Lo scandalo viene a galla e il gioco della Boccia
Lo scandalo, di cui molti sapevano (e temevano) nella maggioranza di governo, e che già aveva cominciato ad affiorare sui quotidiani a fine agosto con l'uscita delle foto di Sangiuliano insieme alla Boccia, era esploso in pieno il 2 settembre quando il sito Dagospia
aveva rivelato il coinvolgimento della sua presunta amante, che non aveva nessuna carica ufficiale al ministero, nell'organizzazione del G7 Cultura a Pompei, adesso ritornato a Positano. In particolare con la condivisione da parte del direttore del museo pompeiano di email e informazioni sull'indirizzo privato dell'influencer, circostanza confermata dalla stessa interessata sul suo account Instagram, con tanto di documenti a riprova.
In sostanza, già a fine agosto, Dagospia
aveva rivelato che grazie alla sua relazione con Sangiuliano, la Boccia avrebbe dovuto essere nominata consigliera del suo ministero, ma la promessa non era stata mantenuta, e la nomina era saltata per un intervento esterno: forse la moglie del ministro, forse la stessa premier Meloni o qualcuno della sua cerchia di fedelissimi.
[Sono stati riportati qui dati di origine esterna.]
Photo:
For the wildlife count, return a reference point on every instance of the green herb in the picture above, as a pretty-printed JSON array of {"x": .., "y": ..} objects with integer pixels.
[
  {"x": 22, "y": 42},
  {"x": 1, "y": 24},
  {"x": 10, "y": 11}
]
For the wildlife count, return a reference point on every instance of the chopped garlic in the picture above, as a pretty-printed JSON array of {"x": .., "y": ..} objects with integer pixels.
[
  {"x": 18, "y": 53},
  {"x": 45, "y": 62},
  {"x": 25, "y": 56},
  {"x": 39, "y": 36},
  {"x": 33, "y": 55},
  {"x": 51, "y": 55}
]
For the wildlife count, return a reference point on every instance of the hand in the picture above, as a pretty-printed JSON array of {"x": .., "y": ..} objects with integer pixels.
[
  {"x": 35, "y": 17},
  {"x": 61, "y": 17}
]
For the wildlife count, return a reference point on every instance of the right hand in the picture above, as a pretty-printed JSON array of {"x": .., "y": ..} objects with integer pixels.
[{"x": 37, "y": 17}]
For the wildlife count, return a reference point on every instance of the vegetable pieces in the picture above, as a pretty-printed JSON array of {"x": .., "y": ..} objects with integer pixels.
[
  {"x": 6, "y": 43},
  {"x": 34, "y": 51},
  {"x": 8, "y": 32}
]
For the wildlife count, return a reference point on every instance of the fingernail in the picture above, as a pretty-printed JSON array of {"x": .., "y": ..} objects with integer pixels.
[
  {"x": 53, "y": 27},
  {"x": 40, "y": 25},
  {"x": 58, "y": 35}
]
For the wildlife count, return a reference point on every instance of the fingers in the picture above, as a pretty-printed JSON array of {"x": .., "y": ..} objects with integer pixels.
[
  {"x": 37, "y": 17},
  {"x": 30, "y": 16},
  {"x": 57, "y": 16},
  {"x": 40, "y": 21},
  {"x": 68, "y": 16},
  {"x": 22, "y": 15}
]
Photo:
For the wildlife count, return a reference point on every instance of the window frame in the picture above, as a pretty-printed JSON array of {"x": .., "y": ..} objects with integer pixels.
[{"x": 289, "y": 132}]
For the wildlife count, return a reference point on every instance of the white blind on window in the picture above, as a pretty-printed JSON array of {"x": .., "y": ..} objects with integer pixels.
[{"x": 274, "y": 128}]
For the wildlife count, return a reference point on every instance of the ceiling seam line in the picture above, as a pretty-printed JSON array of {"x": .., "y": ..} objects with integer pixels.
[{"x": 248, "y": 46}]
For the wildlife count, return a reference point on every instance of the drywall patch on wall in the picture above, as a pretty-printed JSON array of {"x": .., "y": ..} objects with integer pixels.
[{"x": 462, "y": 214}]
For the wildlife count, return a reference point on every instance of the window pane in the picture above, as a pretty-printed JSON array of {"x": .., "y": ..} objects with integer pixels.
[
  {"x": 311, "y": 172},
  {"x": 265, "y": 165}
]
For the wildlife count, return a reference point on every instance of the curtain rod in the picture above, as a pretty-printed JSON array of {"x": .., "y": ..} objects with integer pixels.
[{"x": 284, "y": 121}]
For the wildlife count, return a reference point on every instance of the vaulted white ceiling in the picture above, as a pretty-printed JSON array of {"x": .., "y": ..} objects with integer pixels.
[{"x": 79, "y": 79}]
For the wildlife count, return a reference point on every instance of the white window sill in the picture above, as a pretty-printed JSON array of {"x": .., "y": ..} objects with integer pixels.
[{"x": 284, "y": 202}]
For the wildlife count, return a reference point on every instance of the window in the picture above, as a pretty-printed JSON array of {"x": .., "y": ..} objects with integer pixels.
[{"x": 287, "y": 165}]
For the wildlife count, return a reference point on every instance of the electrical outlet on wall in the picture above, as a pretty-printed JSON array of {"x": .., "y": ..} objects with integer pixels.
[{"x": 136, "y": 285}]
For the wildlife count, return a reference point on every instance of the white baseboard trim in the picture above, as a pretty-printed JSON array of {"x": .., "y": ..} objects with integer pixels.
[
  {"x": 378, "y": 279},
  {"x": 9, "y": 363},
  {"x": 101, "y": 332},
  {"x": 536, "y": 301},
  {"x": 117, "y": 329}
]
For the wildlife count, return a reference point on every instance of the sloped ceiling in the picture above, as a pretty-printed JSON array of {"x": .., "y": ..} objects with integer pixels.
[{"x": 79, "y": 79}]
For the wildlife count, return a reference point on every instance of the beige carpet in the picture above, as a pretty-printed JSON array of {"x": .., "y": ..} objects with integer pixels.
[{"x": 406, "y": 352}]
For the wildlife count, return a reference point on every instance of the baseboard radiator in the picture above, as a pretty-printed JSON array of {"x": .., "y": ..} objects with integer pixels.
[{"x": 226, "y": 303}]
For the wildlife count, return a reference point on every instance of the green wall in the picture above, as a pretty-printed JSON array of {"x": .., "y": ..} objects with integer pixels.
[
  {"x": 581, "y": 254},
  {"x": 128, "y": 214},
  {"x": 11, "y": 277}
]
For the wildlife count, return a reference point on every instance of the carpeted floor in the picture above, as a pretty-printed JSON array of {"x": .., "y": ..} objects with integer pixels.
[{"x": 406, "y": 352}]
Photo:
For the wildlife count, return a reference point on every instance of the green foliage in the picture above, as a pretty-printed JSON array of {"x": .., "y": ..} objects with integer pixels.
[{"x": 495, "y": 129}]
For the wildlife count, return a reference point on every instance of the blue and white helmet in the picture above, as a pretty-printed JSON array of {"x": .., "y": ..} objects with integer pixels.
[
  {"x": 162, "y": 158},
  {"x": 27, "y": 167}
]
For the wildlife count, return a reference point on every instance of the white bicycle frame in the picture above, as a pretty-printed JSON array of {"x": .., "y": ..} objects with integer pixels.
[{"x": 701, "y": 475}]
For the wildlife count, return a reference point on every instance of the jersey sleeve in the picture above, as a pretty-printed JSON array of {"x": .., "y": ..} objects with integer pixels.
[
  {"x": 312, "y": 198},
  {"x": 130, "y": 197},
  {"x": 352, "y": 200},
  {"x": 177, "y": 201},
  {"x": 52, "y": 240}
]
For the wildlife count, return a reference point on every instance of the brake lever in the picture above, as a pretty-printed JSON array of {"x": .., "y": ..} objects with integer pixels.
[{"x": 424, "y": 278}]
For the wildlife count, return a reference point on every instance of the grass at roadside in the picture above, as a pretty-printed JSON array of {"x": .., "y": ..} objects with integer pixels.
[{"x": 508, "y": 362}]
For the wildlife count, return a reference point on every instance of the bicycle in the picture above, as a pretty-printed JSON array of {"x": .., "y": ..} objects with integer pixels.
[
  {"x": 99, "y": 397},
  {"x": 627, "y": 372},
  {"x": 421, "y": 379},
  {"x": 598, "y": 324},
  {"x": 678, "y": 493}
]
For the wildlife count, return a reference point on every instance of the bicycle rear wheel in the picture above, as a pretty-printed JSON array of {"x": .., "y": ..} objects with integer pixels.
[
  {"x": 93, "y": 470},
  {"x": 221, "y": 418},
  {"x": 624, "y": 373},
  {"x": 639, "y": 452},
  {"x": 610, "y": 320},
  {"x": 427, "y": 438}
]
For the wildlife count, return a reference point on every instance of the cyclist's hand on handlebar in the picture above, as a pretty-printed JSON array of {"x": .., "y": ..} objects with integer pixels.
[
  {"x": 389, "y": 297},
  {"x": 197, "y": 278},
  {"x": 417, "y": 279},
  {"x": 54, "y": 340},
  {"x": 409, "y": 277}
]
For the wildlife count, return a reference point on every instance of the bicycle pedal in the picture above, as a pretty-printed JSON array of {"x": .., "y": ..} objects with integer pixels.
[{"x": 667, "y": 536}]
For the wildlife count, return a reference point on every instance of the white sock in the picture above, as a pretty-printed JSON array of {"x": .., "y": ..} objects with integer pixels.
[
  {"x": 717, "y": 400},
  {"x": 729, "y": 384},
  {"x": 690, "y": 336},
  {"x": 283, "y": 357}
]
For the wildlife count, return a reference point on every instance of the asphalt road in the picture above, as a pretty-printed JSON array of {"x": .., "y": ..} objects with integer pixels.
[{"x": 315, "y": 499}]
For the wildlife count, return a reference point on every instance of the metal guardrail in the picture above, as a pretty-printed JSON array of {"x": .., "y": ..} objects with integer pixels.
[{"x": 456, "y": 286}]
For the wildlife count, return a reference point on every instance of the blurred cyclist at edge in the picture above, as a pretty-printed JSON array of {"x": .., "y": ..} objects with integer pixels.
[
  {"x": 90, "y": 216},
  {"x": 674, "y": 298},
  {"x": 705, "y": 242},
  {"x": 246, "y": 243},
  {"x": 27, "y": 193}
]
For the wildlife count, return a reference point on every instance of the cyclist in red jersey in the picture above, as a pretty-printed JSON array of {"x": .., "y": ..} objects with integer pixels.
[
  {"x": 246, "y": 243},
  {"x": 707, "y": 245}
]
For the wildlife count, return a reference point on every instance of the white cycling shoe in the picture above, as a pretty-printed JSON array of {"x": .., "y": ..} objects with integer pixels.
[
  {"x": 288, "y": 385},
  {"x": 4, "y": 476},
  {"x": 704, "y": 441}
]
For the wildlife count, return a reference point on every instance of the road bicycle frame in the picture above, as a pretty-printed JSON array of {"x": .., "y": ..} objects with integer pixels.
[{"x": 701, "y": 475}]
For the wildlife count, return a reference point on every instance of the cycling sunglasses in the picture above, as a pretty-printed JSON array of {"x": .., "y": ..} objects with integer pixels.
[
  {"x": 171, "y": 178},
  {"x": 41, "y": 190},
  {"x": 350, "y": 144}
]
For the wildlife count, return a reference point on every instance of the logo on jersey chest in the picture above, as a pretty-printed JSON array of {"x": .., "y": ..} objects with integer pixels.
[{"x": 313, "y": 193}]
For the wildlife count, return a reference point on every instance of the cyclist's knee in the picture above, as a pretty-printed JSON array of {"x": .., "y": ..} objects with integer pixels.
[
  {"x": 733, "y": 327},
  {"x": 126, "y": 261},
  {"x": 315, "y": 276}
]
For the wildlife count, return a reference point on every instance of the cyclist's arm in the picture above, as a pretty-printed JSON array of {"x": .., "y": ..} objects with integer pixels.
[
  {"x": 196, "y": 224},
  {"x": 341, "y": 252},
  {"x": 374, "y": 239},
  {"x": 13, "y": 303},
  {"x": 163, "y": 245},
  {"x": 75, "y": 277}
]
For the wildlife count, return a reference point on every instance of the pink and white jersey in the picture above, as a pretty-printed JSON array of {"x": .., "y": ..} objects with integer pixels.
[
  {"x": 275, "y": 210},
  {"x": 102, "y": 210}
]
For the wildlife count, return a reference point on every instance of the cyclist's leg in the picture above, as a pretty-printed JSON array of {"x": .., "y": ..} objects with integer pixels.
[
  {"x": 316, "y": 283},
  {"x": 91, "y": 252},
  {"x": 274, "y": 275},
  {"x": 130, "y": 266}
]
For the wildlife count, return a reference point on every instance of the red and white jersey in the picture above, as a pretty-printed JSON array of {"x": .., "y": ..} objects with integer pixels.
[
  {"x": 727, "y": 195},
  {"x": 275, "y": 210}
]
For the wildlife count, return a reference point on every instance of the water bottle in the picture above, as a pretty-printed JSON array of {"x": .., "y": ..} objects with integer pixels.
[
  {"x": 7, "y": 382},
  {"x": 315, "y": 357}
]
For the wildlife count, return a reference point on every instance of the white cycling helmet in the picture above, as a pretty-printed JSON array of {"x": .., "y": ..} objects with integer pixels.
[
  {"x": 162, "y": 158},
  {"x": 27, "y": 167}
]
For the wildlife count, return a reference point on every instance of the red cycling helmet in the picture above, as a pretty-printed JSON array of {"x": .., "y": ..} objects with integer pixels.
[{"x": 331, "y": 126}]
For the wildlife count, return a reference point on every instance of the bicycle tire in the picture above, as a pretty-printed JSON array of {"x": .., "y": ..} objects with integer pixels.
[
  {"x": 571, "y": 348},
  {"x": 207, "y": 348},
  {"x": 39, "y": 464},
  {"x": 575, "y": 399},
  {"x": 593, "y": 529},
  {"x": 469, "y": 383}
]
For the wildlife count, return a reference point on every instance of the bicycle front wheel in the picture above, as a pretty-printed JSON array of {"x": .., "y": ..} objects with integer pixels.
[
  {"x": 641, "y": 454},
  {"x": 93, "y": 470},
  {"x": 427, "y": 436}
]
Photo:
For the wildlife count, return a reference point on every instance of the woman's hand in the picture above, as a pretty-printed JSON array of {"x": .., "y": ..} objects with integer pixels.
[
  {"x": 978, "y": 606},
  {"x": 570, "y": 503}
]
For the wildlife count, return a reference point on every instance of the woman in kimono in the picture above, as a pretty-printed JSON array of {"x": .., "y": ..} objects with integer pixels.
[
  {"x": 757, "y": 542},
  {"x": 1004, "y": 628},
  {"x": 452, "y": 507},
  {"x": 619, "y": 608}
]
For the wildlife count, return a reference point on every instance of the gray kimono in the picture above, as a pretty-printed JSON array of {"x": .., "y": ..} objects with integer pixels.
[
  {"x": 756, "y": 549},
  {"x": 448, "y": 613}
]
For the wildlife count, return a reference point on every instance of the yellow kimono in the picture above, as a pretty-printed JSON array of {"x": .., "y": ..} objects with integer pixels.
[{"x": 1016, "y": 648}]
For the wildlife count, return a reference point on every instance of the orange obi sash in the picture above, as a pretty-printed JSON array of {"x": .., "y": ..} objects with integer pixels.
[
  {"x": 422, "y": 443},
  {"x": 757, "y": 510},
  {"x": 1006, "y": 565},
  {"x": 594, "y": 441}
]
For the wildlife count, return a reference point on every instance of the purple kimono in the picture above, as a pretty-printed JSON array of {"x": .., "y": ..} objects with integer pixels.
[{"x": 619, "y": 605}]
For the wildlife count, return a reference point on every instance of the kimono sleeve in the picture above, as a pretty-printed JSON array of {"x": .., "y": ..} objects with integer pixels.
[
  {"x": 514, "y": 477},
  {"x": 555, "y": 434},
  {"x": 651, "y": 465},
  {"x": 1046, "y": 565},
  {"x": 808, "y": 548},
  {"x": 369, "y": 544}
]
Mentre il ministro tentava goffamente di negare tanto la relazione quanto l'illecito favoritismo. Da qui partiva uno stillicidio di rivelazioni della Boccia, per vendetta o per ricatto, con la pubblicazione di foto che la ritraevano insieme al ministro in diverse situazioni istituzionali, e con tanto di email e documenti per dimostrare non solo che la sua assunzione come consigliera le era stata promessa, ma che la delibera era già stata firmata a metà luglio da Sangiuliano, che però a fine agosto l'aveva stracciata. Oltre a ciò l'imprenditrice pubblicava le ricevute comprovanti i viaggi aerei pagati coi soldi del ministero, sia per alcune missioni istituzionali, sia per viaggi privati per assistere a concerti.
Meloni ha difeso fino all'ultimo il suo uomo
Una miscela esplosiva tale da preoccupare non poco la premier neofascista, non tanto per la relazione extraconiugale del suo ministro, quanto per le implicazioni imbarazzanti per la già abbastanza squalificata squadra di governo: come l'uso di fondi pubblici a scopo privato e l'accesso non autorizzato a informazioni riservate riguardanti l'organizzazione del G7 Cultura da parte di una persona del tutto estranea al ministero.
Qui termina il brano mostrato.